そう大きく声を上げ、大きく深呼吸した瀬奈は先程までの只事ではない雰囲気にいた俺に気を使っているのか何かとやかく言ってくる事は無かった。

ただ一言
「大丈夫?」
と声を掛けてきただけだった。


そんな彼女の優しさが今は何よりも有難く感じた。



シャー……

2人だけの帰り道に響くのは一条に会う前の明るい声ではなくただ自転車のタイヤの回る音だけだった。
いつも話し掛けてくるのは瀬奈の方をからの為、俺はなんて話しかければいいのか分からずただ黙っている事しかできなかった。


やっべえ…、今まで向こうから話しかけてきてたしなんて言えばいいのかさっぱり分からん。なんて言やーいいんだ…。

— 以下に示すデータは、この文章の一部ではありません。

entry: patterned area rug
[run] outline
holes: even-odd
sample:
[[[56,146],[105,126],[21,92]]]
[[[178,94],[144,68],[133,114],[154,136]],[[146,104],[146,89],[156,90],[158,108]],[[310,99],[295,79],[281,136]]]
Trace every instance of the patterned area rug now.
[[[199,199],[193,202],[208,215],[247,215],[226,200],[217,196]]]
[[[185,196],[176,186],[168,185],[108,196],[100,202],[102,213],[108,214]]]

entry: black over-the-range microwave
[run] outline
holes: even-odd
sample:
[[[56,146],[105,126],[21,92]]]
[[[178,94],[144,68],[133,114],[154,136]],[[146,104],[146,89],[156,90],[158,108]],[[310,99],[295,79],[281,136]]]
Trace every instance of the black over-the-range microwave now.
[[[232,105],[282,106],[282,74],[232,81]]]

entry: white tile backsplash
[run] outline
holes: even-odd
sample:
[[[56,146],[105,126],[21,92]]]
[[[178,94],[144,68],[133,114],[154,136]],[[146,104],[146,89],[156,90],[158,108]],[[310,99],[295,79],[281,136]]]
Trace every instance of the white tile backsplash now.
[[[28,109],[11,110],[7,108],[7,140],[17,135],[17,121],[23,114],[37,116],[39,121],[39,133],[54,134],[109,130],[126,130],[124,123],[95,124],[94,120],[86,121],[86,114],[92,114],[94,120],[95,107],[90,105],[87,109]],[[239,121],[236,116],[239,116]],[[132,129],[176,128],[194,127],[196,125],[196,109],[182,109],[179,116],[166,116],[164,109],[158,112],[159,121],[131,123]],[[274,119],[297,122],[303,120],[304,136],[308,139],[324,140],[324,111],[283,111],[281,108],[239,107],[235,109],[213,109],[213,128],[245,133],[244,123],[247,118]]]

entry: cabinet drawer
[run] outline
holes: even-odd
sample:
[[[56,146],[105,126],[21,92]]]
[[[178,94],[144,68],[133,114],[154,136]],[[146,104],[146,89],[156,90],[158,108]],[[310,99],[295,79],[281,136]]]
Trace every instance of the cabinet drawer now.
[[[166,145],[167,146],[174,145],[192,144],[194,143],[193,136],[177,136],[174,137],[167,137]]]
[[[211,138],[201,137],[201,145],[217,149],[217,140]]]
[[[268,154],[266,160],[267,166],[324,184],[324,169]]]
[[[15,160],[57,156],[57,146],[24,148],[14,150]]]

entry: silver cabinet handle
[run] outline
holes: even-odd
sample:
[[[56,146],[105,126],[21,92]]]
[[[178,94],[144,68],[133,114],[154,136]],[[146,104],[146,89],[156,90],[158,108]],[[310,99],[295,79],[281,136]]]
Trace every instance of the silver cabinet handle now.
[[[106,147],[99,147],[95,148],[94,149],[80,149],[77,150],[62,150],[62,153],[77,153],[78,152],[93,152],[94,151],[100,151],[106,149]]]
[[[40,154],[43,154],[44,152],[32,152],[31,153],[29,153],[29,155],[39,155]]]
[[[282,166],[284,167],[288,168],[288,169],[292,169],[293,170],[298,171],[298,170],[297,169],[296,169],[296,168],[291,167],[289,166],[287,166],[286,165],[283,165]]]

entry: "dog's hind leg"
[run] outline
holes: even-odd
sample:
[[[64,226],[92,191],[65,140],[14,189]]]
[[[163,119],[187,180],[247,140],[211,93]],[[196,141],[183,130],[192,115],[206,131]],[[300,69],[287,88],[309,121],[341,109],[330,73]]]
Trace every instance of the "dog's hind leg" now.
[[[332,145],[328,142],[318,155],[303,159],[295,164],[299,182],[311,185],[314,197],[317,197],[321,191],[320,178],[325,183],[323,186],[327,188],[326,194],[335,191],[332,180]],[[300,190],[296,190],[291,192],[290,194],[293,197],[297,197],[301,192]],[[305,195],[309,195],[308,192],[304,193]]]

取り敢えずこの重苦しい雰囲気を打破しようとなんとかこの回らない口を無理やり開こうとしていた所を瀬奈が恐る恐るといった感じで話しかけてきた。


「ねぇ?」
「…ん?」
「さっきの人の事って聞いてもいいかな?」

そうやって問いかけてきた彼女の顔を少し見た後、少し返答に迷う。

別に彼女の事が信用出来ないという訳ではないのだ。
いやむしろ出会ったばかりでしなければならないのだろう。だが出来ないのだ。

俺はもう既に絆されているんだ。彼女の持つオーラによって。

それに彼女はもう既に俺に重大な秘密を明かしている。俺だけが言わないなんてフェアじゃないだろう。

そう思い直し、足を止めて彼女の顔を見る。


「話してもいいのか?」
「…うん。聞きたい。私、ただの好奇心だけで聞いた訳じゃないから。」


そう真っ直ぐに答えてきた彼女は嫌になるくらい凛としていた。